There’s an old saying, “Rule a Kingdom as though you were cooking a small fish – don’t overdo it!”
It’s a fine line between perfectly cooked fish and fish that’s been overcooked. In general, fish takes between eight and nine minutes to cook per inch of thickness (though to be sure we recommend checking at six to seven minutes). A la Rose is a term used to describe fish that is prepared from rare to medium-rare. Certain types of fish, like tuna and halibut can be served medium-rare, meaning the inside will remain firm and not flake along the lines.
Let’s check out some of the methods of cooking:
Baking is one of the most popular methods of preparing fish. Baked halibut steaks with cheese and cream, or baked tuna casserole are just a few examples of what you can accomplish with baked fish. Season the fish with just about anything you like before popping it in the oven, and be sure to let the dish sit for a few minutes after pulling it out.
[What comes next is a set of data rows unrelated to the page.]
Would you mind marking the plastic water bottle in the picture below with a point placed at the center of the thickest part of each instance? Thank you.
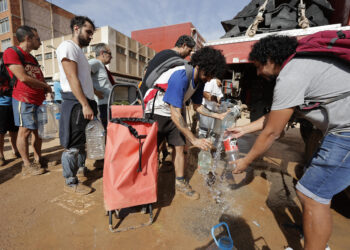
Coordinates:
(232, 152)
(47, 123)
(95, 140)
(230, 118)
(205, 162)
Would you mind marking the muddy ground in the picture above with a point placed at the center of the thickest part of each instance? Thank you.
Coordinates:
(261, 210)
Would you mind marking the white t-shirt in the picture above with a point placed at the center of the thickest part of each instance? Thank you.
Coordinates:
(70, 50)
(213, 89)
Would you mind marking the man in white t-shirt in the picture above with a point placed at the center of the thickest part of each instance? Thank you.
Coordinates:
(211, 98)
(78, 106)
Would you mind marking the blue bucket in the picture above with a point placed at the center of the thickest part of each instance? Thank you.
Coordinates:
(224, 242)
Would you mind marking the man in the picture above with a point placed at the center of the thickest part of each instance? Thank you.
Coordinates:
(183, 48)
(28, 94)
(100, 79)
(168, 104)
(301, 79)
(78, 106)
(211, 99)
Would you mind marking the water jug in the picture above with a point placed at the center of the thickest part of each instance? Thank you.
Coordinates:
(205, 162)
(95, 140)
(224, 242)
(232, 152)
(47, 123)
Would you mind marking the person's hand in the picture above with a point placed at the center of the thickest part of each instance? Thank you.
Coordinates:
(235, 132)
(99, 94)
(87, 112)
(222, 115)
(202, 143)
(47, 88)
(241, 165)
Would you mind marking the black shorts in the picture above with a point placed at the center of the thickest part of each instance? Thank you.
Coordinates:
(7, 122)
(168, 130)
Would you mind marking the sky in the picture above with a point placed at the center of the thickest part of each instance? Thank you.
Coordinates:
(129, 15)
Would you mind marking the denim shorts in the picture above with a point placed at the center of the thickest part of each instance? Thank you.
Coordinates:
(329, 170)
(25, 114)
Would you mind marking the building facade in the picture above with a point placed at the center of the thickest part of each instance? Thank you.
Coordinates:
(165, 37)
(129, 56)
(50, 20)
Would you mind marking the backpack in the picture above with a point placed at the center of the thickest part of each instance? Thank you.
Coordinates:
(328, 43)
(6, 82)
(161, 68)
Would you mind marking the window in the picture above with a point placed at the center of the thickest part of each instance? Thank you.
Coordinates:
(3, 5)
(5, 44)
(4, 25)
(142, 58)
(39, 57)
(48, 56)
(132, 54)
(120, 50)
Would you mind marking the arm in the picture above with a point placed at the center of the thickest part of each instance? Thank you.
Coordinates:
(180, 123)
(275, 124)
(204, 111)
(21, 75)
(71, 70)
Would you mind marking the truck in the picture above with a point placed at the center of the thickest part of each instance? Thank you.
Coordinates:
(243, 85)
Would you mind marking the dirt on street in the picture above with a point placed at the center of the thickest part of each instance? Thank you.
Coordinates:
(261, 209)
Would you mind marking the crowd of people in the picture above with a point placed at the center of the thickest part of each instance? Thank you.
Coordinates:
(83, 87)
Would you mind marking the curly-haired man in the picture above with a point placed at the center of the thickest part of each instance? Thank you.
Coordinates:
(300, 80)
(168, 97)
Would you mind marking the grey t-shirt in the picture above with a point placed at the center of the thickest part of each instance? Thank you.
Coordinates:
(305, 79)
(100, 80)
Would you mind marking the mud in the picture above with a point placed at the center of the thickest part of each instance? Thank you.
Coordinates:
(261, 208)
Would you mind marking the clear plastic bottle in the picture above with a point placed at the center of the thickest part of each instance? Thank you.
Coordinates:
(47, 123)
(230, 118)
(205, 162)
(95, 140)
(232, 152)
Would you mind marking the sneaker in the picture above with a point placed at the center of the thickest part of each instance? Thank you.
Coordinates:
(32, 169)
(2, 161)
(182, 187)
(81, 174)
(79, 189)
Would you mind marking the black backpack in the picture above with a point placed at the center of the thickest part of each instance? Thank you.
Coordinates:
(6, 82)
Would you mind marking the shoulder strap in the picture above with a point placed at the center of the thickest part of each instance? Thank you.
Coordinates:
(19, 53)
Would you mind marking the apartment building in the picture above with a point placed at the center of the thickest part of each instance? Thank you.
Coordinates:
(129, 56)
(165, 37)
(50, 20)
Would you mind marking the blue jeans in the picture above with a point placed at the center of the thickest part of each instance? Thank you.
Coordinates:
(25, 114)
(72, 159)
(329, 170)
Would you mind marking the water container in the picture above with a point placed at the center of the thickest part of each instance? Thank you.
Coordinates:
(230, 118)
(205, 162)
(224, 242)
(47, 123)
(95, 140)
(232, 152)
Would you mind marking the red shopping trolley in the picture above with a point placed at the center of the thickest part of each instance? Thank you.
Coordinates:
(131, 157)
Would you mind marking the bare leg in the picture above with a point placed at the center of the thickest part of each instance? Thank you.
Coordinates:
(22, 144)
(179, 161)
(13, 138)
(317, 223)
(36, 143)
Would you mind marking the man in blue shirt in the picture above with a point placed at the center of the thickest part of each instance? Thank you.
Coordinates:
(166, 107)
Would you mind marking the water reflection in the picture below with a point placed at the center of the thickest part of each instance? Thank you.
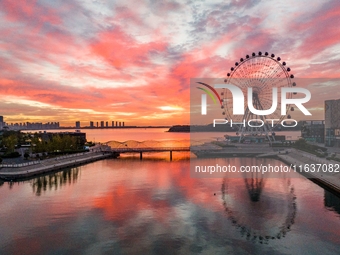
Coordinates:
(55, 180)
(332, 202)
(258, 213)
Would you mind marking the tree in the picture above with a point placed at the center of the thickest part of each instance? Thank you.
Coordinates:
(10, 142)
(26, 155)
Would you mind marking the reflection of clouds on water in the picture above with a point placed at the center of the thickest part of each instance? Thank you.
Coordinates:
(54, 180)
(332, 202)
(155, 207)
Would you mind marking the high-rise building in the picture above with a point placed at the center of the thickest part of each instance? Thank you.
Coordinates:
(332, 123)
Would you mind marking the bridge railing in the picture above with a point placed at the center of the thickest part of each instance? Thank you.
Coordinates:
(151, 149)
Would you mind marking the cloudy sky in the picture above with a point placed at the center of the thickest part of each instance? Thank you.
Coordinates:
(132, 60)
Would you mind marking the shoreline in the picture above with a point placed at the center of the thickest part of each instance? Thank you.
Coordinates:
(52, 165)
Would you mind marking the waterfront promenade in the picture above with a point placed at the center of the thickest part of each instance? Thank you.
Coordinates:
(53, 164)
(328, 179)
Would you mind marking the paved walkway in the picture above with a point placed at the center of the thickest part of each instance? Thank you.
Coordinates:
(48, 165)
(330, 178)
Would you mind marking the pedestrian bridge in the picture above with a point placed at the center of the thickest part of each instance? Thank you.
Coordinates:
(133, 146)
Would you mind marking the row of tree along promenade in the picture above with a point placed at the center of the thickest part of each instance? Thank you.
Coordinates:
(25, 170)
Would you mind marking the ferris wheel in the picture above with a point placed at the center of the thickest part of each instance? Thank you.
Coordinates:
(262, 72)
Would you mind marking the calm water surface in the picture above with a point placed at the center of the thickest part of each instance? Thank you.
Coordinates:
(127, 206)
Thicker and fattier fish, like salmon, tuna, and swordfish make for great grilling. Make sure your grill is super clean and brush some oil onto the fish before placing it on top. Once on, let it sear until it’s time to flip. Alternatively, you can also put a sheet of foil on the grill and cook the fish on top of that, but be sure not to cover the grill as the fish is cooking as the cover will entrap the smoke and end up overseasoning the fish.
Honestly is there anything better than deep-fried fish? Maintaining the oil temperature is vital to achieving that crispy texture when it comes to frying fish. Deep-fried fish is normally battered before being fried in oil at 375-degrees for four to five minutes. Be sure to let it rest for a few minutes after pulling it out of the fryer.
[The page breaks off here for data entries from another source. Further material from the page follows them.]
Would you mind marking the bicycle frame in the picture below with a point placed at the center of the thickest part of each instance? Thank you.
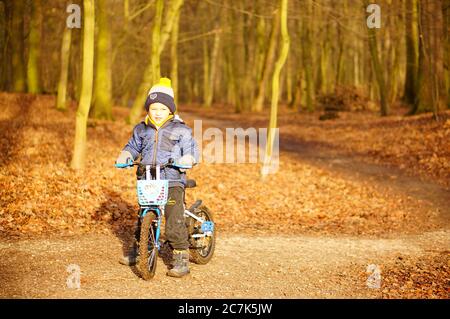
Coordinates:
(207, 227)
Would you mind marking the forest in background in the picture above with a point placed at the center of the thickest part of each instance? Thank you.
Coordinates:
(224, 51)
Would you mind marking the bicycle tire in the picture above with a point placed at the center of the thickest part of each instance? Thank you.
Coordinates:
(148, 249)
(201, 256)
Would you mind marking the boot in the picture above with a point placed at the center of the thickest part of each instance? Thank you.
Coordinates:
(131, 259)
(180, 264)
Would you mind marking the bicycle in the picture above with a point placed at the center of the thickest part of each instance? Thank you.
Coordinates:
(152, 197)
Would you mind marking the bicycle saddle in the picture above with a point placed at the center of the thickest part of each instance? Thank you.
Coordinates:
(190, 183)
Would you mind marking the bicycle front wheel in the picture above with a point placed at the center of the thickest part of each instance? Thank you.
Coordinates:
(148, 248)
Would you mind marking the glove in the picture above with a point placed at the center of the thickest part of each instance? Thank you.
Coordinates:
(185, 162)
(124, 157)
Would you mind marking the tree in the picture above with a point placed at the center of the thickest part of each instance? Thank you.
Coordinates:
(432, 93)
(412, 51)
(17, 37)
(64, 73)
(34, 40)
(308, 60)
(152, 72)
(79, 153)
(377, 68)
(268, 63)
(285, 43)
(174, 56)
(102, 108)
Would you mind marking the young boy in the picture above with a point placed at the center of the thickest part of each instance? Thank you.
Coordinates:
(163, 135)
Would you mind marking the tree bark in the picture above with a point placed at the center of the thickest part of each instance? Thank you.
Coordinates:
(285, 43)
(102, 106)
(378, 69)
(152, 72)
(258, 105)
(79, 152)
(412, 51)
(17, 38)
(34, 42)
(64, 73)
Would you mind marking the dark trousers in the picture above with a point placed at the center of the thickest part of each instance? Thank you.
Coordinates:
(176, 231)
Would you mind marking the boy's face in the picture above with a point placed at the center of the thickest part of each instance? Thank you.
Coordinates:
(158, 112)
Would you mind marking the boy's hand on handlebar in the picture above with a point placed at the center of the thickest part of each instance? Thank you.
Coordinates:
(185, 162)
(125, 159)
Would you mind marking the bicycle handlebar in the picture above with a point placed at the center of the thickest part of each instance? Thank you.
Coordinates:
(170, 162)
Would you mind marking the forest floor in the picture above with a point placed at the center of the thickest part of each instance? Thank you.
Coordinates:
(349, 193)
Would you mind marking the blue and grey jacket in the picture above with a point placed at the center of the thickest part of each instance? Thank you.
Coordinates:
(155, 146)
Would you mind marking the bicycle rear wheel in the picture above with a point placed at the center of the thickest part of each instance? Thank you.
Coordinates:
(202, 248)
(148, 248)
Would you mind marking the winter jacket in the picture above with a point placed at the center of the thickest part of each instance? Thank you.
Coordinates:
(155, 146)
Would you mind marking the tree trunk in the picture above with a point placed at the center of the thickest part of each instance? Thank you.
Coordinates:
(308, 61)
(17, 39)
(34, 41)
(258, 105)
(285, 42)
(79, 153)
(432, 95)
(152, 72)
(174, 56)
(102, 106)
(378, 69)
(65, 59)
(412, 51)
(3, 46)
(213, 69)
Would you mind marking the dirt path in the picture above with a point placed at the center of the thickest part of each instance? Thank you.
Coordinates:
(243, 267)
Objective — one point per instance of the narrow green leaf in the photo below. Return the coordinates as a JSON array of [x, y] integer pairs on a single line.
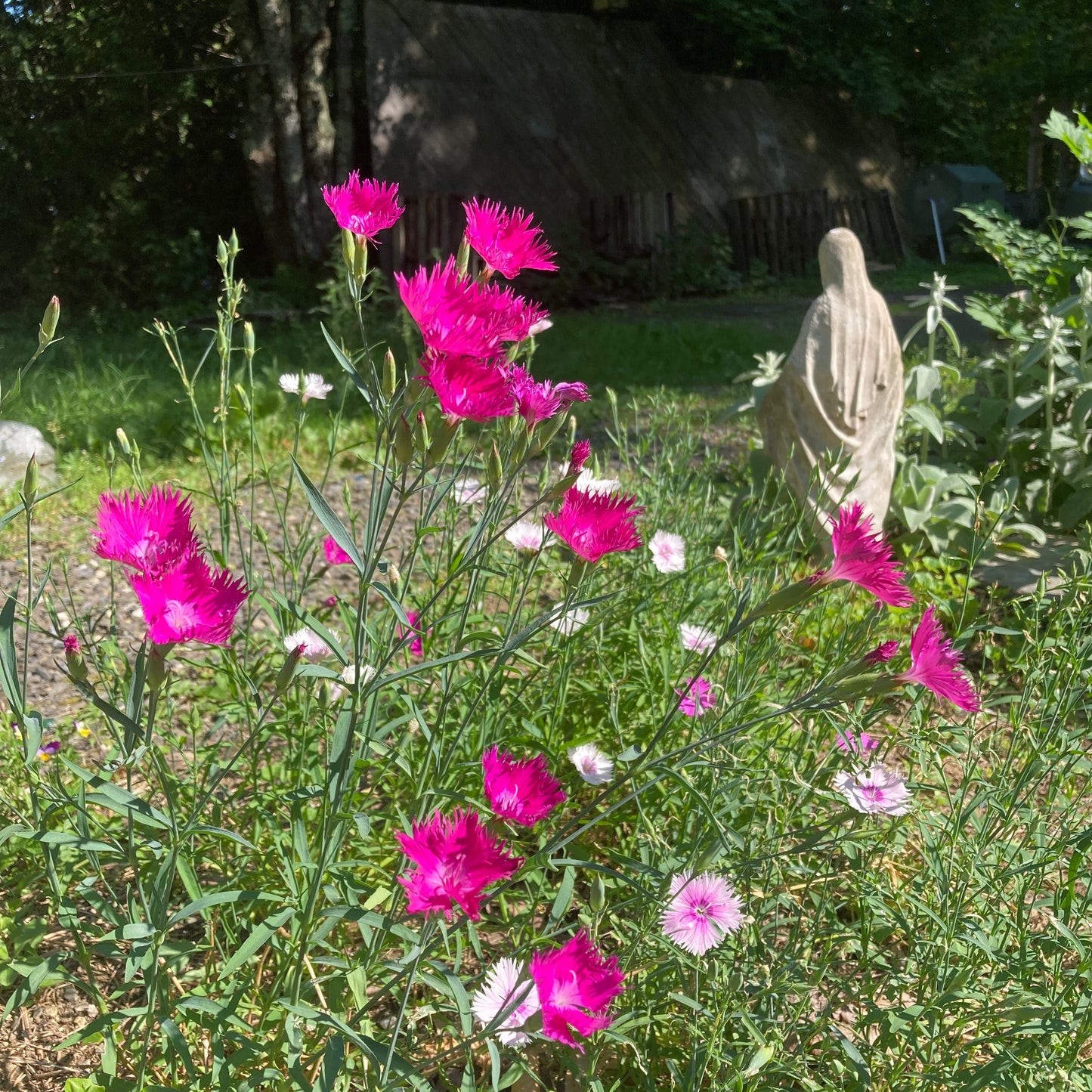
[[259, 937], [329, 519]]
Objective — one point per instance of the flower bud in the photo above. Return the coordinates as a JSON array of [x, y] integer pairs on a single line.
[[348, 248], [31, 481], [463, 258], [441, 441], [421, 434], [390, 375], [48, 326], [599, 899], [73, 657], [287, 670], [403, 442], [156, 669], [493, 469]]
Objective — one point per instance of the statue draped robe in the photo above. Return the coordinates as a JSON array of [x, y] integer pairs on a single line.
[[840, 393]]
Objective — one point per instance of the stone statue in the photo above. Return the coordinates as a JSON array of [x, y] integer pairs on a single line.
[[840, 393]]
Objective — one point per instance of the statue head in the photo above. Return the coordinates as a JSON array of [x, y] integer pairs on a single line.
[[841, 260]]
To perfectly sauté fish, preheat the pan and add a tablespoon of oil before adding in the fish. Remember, let the fish cook undisturbed until one side develops a nice crust before flipping. If your fillet is thin enough you can even take the pan off the stove a minute or two early as the fish will continue to cook on residual heat.
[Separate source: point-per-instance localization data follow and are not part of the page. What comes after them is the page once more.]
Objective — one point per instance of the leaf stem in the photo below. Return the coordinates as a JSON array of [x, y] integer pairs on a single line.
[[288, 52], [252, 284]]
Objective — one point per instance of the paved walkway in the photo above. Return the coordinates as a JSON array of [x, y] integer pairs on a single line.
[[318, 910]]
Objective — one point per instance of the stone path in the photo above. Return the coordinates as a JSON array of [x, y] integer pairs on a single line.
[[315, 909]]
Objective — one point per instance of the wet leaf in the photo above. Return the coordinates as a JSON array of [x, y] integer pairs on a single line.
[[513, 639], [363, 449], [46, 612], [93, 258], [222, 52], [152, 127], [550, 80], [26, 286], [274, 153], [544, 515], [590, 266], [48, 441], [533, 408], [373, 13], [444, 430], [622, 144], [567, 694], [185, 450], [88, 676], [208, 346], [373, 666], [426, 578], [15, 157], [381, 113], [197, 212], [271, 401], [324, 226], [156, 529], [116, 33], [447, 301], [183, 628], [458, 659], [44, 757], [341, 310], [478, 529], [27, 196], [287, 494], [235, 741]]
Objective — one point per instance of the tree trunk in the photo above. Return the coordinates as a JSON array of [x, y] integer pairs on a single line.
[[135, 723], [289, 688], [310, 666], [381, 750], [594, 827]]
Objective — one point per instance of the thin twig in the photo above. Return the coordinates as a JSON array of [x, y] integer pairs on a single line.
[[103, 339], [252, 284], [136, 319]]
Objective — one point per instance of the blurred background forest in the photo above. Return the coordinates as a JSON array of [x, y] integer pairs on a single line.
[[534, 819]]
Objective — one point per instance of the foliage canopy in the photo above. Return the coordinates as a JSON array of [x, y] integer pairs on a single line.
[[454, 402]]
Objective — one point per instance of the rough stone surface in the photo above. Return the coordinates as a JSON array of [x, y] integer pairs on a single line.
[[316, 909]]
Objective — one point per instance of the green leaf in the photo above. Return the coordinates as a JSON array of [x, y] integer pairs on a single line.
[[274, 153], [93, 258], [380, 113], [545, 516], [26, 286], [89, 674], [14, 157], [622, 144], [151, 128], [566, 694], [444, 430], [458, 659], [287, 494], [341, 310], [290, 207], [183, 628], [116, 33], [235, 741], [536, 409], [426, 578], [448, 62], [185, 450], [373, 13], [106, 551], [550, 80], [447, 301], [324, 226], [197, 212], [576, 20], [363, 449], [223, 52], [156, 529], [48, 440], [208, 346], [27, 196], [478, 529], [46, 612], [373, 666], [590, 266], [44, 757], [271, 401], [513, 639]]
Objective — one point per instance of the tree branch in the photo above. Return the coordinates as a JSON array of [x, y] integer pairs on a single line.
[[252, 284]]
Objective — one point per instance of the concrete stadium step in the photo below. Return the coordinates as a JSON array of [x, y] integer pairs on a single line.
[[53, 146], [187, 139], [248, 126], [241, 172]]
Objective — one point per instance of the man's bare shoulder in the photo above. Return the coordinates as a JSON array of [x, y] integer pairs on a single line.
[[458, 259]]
A steamer is a great investment if you’re into this method of cooking. And this is another method of cooking where you can season the fish with just about anything you like. To steam, fill water in a large saucepan and bring the water to a simmer. Then place the fish in the steamer above the simmering water. Be careful not to let the liquid boil, as it will cook the fish too quickly causing it to overcook.